The last decade has seen multiple strategies for enhancing cell retention in the heart, such as magnetically targeted cell delivery 20 and delivering cells in injectable hydrogels 21. Our results support the notion that enhanced cell retention can translate into augmented therapeutic benefits. In addition, short‐term cell retention is an excellent indicator for long‐term engraftment and functional benefit 19, 20. However, these physical strategies cannot detour the ultimate requirement for engraftment, which is the biological bonding between cells and the native ECM. We proved that the ITB3‐FN adhesion axis plays an essential role in CS engraftment (Fig. 5). The two functional benefit indicators of CS treatment are the attenuation of heart remodelling (assessed by Masson's trichrome staining and heart morphometry) and protection of cardiac function (assessed by echocardiography). Consistent with our previous studies, CS treatment led to a protection of both heart morphology and function (Fig. 4). However, the ITB3‐blunted CSs failed to generate the same therapeutic outcome. A previous report identified that the integrin beta 1 expressions on cardiomyocytes are essential to the therapeutic benefits of cardiosphere‐derived cells 5. Our study provides additional insights that multiple integrin types pay important roles in stem cell‐mediated heart regeneration. It has also been reported before that the presence of cardiac stem cells correlates with the expression of fibronectin during cardiac development and after MI 22. Genetic conditional ablation of fibronectin reduces stem cell response. Also, attenuated angiomyogenesis is evident. The mechanism involves fibronectin‐mediated protection and promotion of proliferation of stem cells via integrin beta 1. As integrin β‐3 also binds to fibronectin, out study provides further evidence that integrin–fibronectin interaction is essential to stem cell‐mediated repair.

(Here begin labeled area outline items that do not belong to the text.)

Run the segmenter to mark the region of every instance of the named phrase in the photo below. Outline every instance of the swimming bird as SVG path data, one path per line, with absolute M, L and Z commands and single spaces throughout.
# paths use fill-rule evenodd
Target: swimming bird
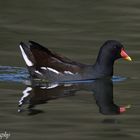
M 116 40 L 107 40 L 100 48 L 95 64 L 83 64 L 58 55 L 34 42 L 21 42 L 20 50 L 33 79 L 47 82 L 91 80 L 113 76 L 115 60 L 131 61 L 123 45 Z

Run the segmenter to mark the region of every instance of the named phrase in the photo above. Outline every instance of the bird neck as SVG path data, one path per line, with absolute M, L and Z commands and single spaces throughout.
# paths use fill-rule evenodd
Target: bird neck
M 97 59 L 94 68 L 103 77 L 113 76 L 113 65 L 114 61 L 107 61 L 107 59 L 99 60 Z

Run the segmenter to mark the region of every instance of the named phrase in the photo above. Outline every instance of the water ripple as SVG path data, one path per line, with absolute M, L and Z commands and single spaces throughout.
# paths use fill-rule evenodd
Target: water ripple
M 113 76 L 113 82 L 121 82 L 126 80 L 126 77 L 122 76 Z M 29 80 L 29 73 L 26 68 L 23 67 L 12 67 L 12 66 L 0 66 L 0 81 L 1 82 L 20 82 L 26 83 L 25 81 Z M 69 81 L 68 83 L 73 83 L 74 81 Z M 93 80 L 83 80 L 75 81 L 76 83 L 81 82 L 93 82 Z M 75 83 L 74 82 L 74 83 Z

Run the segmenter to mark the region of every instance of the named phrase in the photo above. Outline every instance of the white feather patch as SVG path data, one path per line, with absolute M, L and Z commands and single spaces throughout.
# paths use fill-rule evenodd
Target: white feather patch
M 22 46 L 20 45 L 19 47 L 20 47 L 22 56 L 23 56 L 23 58 L 24 58 L 24 60 L 25 60 L 25 62 L 26 62 L 26 64 L 27 64 L 27 66 L 29 66 L 29 67 L 33 66 L 33 63 L 32 63 L 32 62 L 29 60 L 29 58 L 27 57 L 27 55 L 26 55 L 26 53 L 24 52 Z
M 19 105 L 22 105 L 24 98 L 26 98 L 30 93 L 29 91 L 31 91 L 32 88 L 31 87 L 27 87 L 24 91 L 23 91 L 23 96 L 21 97 L 21 99 L 19 100 Z
M 47 89 L 52 89 L 52 88 L 55 88 L 57 86 L 58 86 L 58 84 L 49 84 L 49 86 L 47 87 Z
M 74 73 L 72 73 L 72 72 L 70 72 L 70 71 L 64 71 L 64 73 L 65 73 L 65 74 L 72 74 L 72 75 L 74 74 Z
M 35 70 L 35 73 L 42 75 L 42 73 L 39 72 L 38 70 Z
M 48 70 L 50 70 L 50 71 L 52 71 L 52 72 L 54 72 L 54 73 L 56 73 L 56 74 L 59 74 L 60 72 L 59 71 L 57 71 L 57 70 L 55 70 L 55 69 L 52 69 L 52 68 L 47 68 Z
M 46 68 L 46 67 L 41 67 L 41 69 L 42 69 L 42 70 L 47 70 L 47 68 Z

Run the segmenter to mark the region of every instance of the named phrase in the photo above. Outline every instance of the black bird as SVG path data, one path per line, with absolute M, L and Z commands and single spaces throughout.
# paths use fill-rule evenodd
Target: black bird
M 131 61 L 123 45 L 115 40 L 108 40 L 102 45 L 94 65 L 72 61 L 33 41 L 29 41 L 29 44 L 21 42 L 20 49 L 31 78 L 47 82 L 111 77 L 115 60 L 124 58 Z
M 25 104 L 28 104 L 28 111 L 42 113 L 43 110 L 36 110 L 36 106 L 49 103 L 51 100 L 59 98 L 68 98 L 75 96 L 78 91 L 93 92 L 99 112 L 104 115 L 117 115 L 126 111 L 129 106 L 118 106 L 113 99 L 113 81 L 109 78 L 94 80 L 87 83 L 75 84 L 56 84 L 56 83 L 38 83 L 34 82 L 28 86 L 19 100 L 19 112 L 26 110 Z

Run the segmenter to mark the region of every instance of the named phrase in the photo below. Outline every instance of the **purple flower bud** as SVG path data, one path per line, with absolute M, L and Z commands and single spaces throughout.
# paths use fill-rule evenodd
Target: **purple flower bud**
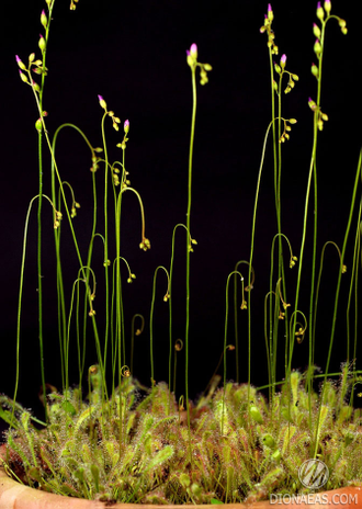
M 325 11 L 327 12 L 327 14 L 330 13 L 330 10 L 331 10 L 330 0 L 325 0 Z
M 325 18 L 325 11 L 323 10 L 323 7 L 320 5 L 320 2 L 317 3 L 317 18 L 320 21 L 323 21 L 324 18 Z
M 43 9 L 42 14 L 41 14 L 41 23 L 44 26 L 44 29 L 47 27 L 48 19 L 46 18 L 44 9 Z
M 273 19 L 274 19 L 273 10 L 271 8 L 271 4 L 268 3 L 268 20 L 273 21 Z

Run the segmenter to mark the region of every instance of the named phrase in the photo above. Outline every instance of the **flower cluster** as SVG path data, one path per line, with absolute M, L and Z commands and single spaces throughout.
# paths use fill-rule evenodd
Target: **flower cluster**
M 275 34 L 271 29 L 272 22 L 274 19 L 273 10 L 271 4 L 268 4 L 268 14 L 265 14 L 264 18 L 264 24 L 260 27 L 260 33 L 263 34 L 267 32 L 268 34 L 268 47 L 270 48 L 270 52 L 272 55 L 278 55 L 279 48 L 274 43 L 275 39 Z

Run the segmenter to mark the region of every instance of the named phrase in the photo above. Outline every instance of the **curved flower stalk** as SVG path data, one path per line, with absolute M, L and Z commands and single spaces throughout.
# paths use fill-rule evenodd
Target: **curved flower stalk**
M 271 4 L 268 4 L 268 13 L 264 16 L 264 24 L 261 26 L 260 32 L 267 33 L 268 35 L 268 49 L 269 49 L 269 63 L 270 63 L 270 84 L 271 84 L 271 113 L 272 118 L 278 117 L 278 126 L 273 123 L 273 165 L 274 165 L 274 200 L 275 200 L 275 213 L 276 213 L 276 226 L 279 234 L 279 250 L 278 250 L 278 279 L 282 278 L 283 293 L 286 294 L 285 287 L 285 269 L 283 262 L 283 249 L 282 249 L 282 211 L 281 211 L 281 183 L 282 183 L 282 144 L 290 139 L 289 132 L 291 126 L 284 121 L 282 124 L 282 89 L 284 77 L 287 77 L 287 84 L 284 89 L 284 93 L 290 93 L 295 82 L 298 81 L 298 76 L 290 72 L 286 69 L 286 55 L 283 54 L 280 58 L 279 64 L 273 61 L 273 57 L 279 54 L 279 47 L 275 44 L 275 34 L 272 30 L 272 23 L 274 20 L 274 13 Z M 278 76 L 275 76 L 278 75 Z M 275 95 L 278 98 L 278 114 L 275 114 Z M 293 120 L 296 123 L 296 120 Z M 276 131 L 278 128 L 278 131 Z M 270 291 L 272 289 L 272 282 L 270 283 Z M 270 301 L 269 310 L 270 320 L 272 321 L 272 302 Z M 274 342 L 278 342 L 279 320 L 274 317 L 274 326 L 270 326 L 270 330 L 273 331 Z M 285 314 L 285 335 L 289 331 L 289 316 Z
M 239 275 L 240 276 L 240 282 L 241 282 L 241 295 L 242 295 L 242 302 L 241 302 L 241 309 L 246 309 L 246 301 L 244 298 L 244 278 L 241 272 L 239 271 L 233 271 L 229 273 L 227 276 L 226 281 L 226 290 L 225 290 L 225 323 L 224 323 L 224 349 L 223 349 L 223 355 L 224 355 L 224 396 L 223 396 L 223 410 L 222 410 L 222 436 L 224 434 L 224 415 L 225 415 L 225 391 L 226 391 L 226 355 L 225 352 L 226 350 L 230 349 L 230 346 L 227 346 L 227 326 L 228 326 L 228 316 L 229 316 L 229 283 L 230 283 L 230 278 L 231 275 Z

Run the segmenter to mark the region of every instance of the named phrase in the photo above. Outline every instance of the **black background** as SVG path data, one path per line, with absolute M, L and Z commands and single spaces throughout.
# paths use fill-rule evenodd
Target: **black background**
M 30 87 L 19 79 L 14 55 L 24 61 L 37 48 L 43 33 L 42 1 L 16 1 L 5 7 L 2 32 L 2 149 L 0 171 L 1 227 L 1 372 L 0 392 L 12 394 L 15 373 L 15 326 L 23 226 L 30 200 L 37 194 L 37 112 Z M 273 30 L 286 69 L 299 76 L 295 90 L 283 98 L 283 116 L 295 117 L 291 139 L 283 145 L 282 225 L 298 256 L 305 190 L 312 150 L 313 114 L 308 97 L 316 99 L 317 83 L 310 75 L 316 61 L 312 25 L 315 2 L 274 1 Z M 132 185 L 140 193 L 146 211 L 146 236 L 151 250 L 143 252 L 139 211 L 134 196 L 125 195 L 122 219 L 123 256 L 137 279 L 124 285 L 129 354 L 131 317 L 143 313 L 146 330 L 137 339 L 134 374 L 149 384 L 148 317 L 152 273 L 169 265 L 172 228 L 185 222 L 186 179 L 191 121 L 191 72 L 185 49 L 199 46 L 199 60 L 210 63 L 210 82 L 197 86 L 197 117 L 193 166 L 192 236 L 197 240 L 191 259 L 190 395 L 207 384 L 223 350 L 225 284 L 240 259 L 249 259 L 254 190 L 264 134 L 271 120 L 270 73 L 267 35 L 260 34 L 268 3 L 263 1 L 80 0 L 75 12 L 57 0 L 48 45 L 44 108 L 50 135 L 71 122 L 84 131 L 93 146 L 101 146 L 102 110 L 98 94 L 122 120 L 129 118 L 126 168 Z M 341 246 L 348 219 L 352 184 L 361 146 L 361 5 L 335 1 L 332 13 L 347 20 L 342 35 L 336 20 L 328 22 L 324 60 L 321 109 L 329 115 L 318 140 L 318 253 L 327 240 Z M 106 123 L 110 160 L 121 157 L 116 134 Z M 45 148 L 46 154 L 46 148 Z M 59 136 L 57 159 L 63 179 L 75 189 L 81 208 L 75 219 L 86 257 L 91 219 L 91 161 L 87 147 L 73 132 Z M 45 155 L 44 192 L 50 194 L 49 158 Z M 268 144 L 256 230 L 256 283 L 252 301 L 252 382 L 268 382 L 263 339 L 263 298 L 269 289 L 270 246 L 276 231 L 273 205 L 273 167 Z M 98 172 L 101 195 L 103 170 Z M 126 193 L 127 194 L 127 193 Z M 53 224 L 44 204 L 43 275 L 46 380 L 60 386 L 56 327 Z M 312 210 L 309 211 L 312 212 Z M 111 222 L 112 225 L 112 222 Z M 100 230 L 102 228 L 100 222 Z M 77 274 L 77 260 L 64 222 L 67 294 Z M 310 225 L 303 270 L 299 308 L 307 313 L 309 291 Z M 353 233 L 351 239 L 353 238 Z M 184 338 L 184 251 L 179 235 L 173 296 L 173 335 Z M 351 244 L 346 263 L 351 268 Z M 319 256 L 319 255 L 318 255 Z M 246 267 L 246 265 L 244 265 Z M 39 360 L 36 293 L 36 213 L 32 213 L 26 253 L 21 333 L 19 398 L 39 410 Z M 102 325 L 102 255 L 94 258 L 99 285 L 94 301 Z M 244 269 L 245 270 L 245 269 Z M 336 287 L 338 257 L 330 251 L 320 296 L 316 362 L 324 369 L 329 344 L 330 312 Z M 350 271 L 349 271 L 350 273 Z M 290 287 L 297 268 L 287 273 Z M 126 278 L 126 273 L 124 272 Z M 348 289 L 343 282 L 343 295 Z M 290 295 L 293 295 L 291 290 Z M 168 377 L 168 310 L 162 302 L 166 280 L 160 276 L 155 315 L 155 377 Z M 231 304 L 231 302 L 230 302 Z M 293 301 L 292 301 L 293 304 Z M 244 312 L 246 313 L 246 312 Z M 346 305 L 335 339 L 332 370 L 346 360 Z M 242 325 L 244 324 L 244 325 Z M 241 315 L 240 382 L 247 380 L 247 331 Z M 234 342 L 233 314 L 228 343 Z M 295 347 L 294 366 L 305 369 L 308 346 Z M 75 360 L 76 351 L 72 350 Z M 183 393 L 183 354 L 179 359 L 179 388 Z M 228 354 L 228 377 L 235 380 L 235 352 Z M 279 373 L 283 371 L 280 347 Z M 89 364 L 95 357 L 89 354 Z M 76 371 L 71 371 L 77 382 Z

Mounting lines of evidence indicate that paracrine factors secreted by stem cells (including CSs) play an important role in cell‐mediated tissue regeneration 23, 24. These effects include but are not limited to: promotion of angiogenesis and cardiomyocyte proliferation and attenuation of apoptosis and fibrosis 25, 26, 27. Our hypothesis is that such mechanisms will not be seen in the ITB3‐blunted CS group as not sufficient cells were engrafted in the heart to drive such pathways. Our study also provided new evidence to support the notion that cell membranes and the adhesion molecules on then play essential roles in cell‐mediated tissue repair 28, 29.

Conclusion

Our study demonstrated that integrin β‐3 plays an important role in cardiosphere attachment to fibronectin in the heart and governs the latter's engraftment and therapeutic benefit. Future strategies can be developed to overall express such integrins on cardiospheres to augment the therapeutic benefit of stem cell treatment.

Conflict of interest

The authors declare no conflict of interest.